In Gratitude to Dr. Ranit Mishori

January 24, 2024

Dear Colleagues:

I write to offer my deep gratitude and appreciation to our colleague, Ranit Mishori (M’02), MD, MHS, MSc, FAAFP, who will be departing Georgetown at the end of this month for a new role at the World Bank.

After receiving her medical degree at our School of Medicine and completing her Family Medicine Residency program, Dr. Mishori returned to Georgetown in 2008 as a faculty member and practicing physician in the Department of Family Medicine, becoming a full professor in 2014. In August 2020, at the height of the global COVID-19 pandemic, she took on the immense responsibility of serving as our chief public health officer and was formally appointed our vice president for public health and chief public health officer in 2021. I could not be more grateful for her steadfast leadership and for her guidance, expertise, and deep care for each member of our community.

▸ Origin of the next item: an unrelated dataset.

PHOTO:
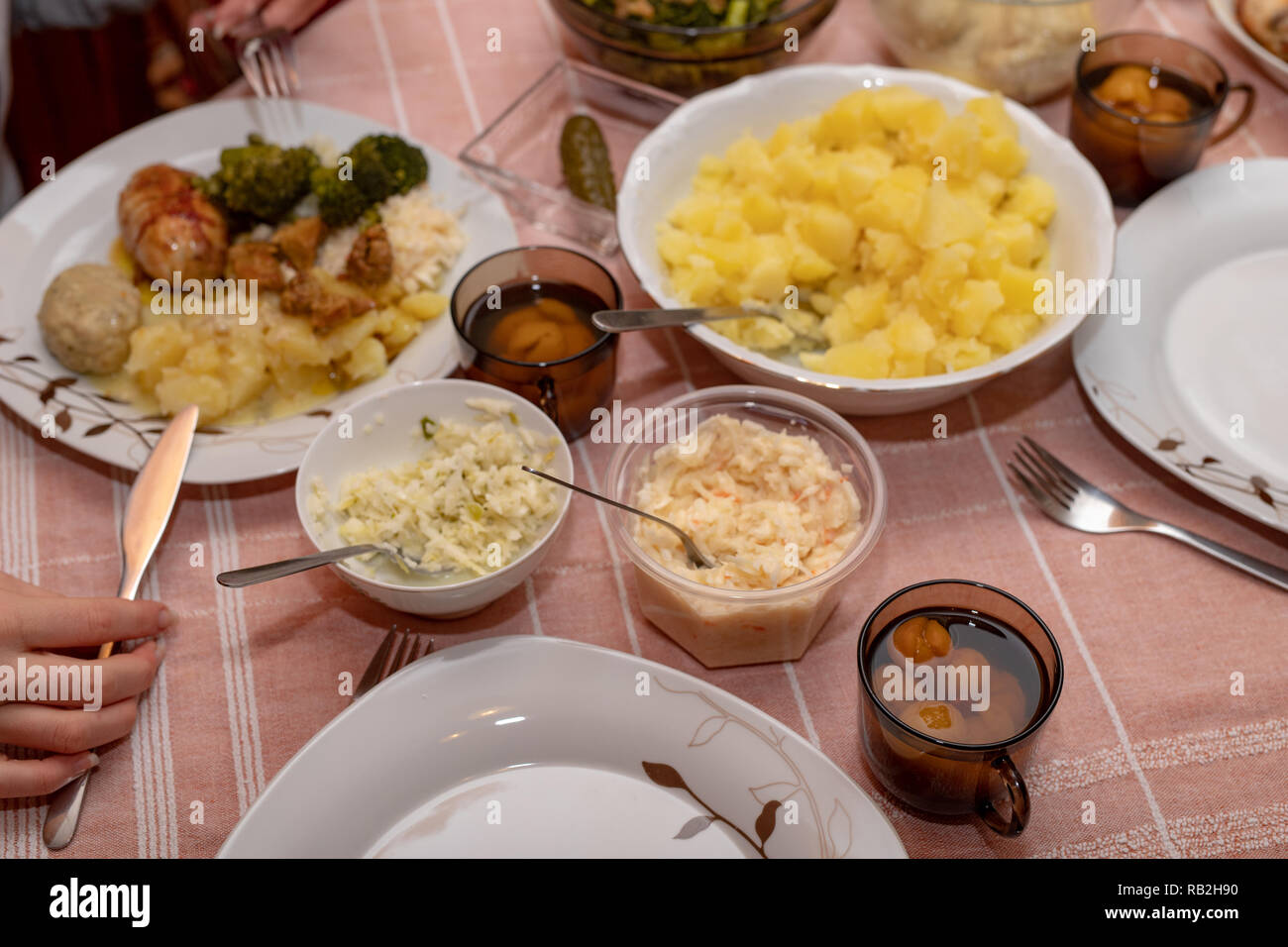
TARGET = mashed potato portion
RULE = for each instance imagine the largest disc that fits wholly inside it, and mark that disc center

As our first chief public health officer for the University, she was responsible for leading our planning and response for the range of public health issues that could impact a college campus and has been central to our ongoing response to COVID-19. She was tireless in her efforts—establishing new public health operations and protocols that were informed by best practices and scientific data, forming a Care Navigator response team to help those in our community impacted by COVID-19, coordinating with national and local public health officials, and collaborating with a wide range of members of our community—from our public health advisory group to our faculty, our operations team, our academic and administrative leadership, and our students. As the pandemic evolved and new challenges emerged, Dr. Mishori and her team helped us to adapt and bring in new public health measures that could be responsive to the challenges of the moment and enable us to provide the strongest possible context for our community.

She brought to this role deep experience and expertise, working on global and public health, human rights, and issues related to health inequities, preventative and primary care. Her career has spanned journalism and medicine and she has led important work here at Georgetown, including our Practice-Based Research Network (CAPRICORN), emphasizing the value of primary care and family medicine; our Health and Media Fellowship program; and our Health Policy Fellowship program. For over a decade, she led initiatives related to global health and has brought a human rights and global lens to her work in clinical care, teaching, mentorship, research, and scholarship.

I am deeply grateful to Dr. Mishori for her leadership and for her work to build an extraordinary team focused on public health in our community. Together, she and her team were instrumental in our response to the pandemic and continue to provide important contributions to the ongoing health and safety of our community. In the time ahead, as we prepare to launch a new search, our public health office will be led by Michala Koch as acting chief public health officer. Seble Kassaye, MD, a faculty member and specialist in infectious diseases at the Medical Center, will serve as acting medical advisor to the public health office.

Please join me in expressing our appreciation to Dr. Mishori. She has served Georgetown with extraordinary distinction, and we wish her the very best as she prepares to take on her new role at the World Bank, in her continued service to our global community.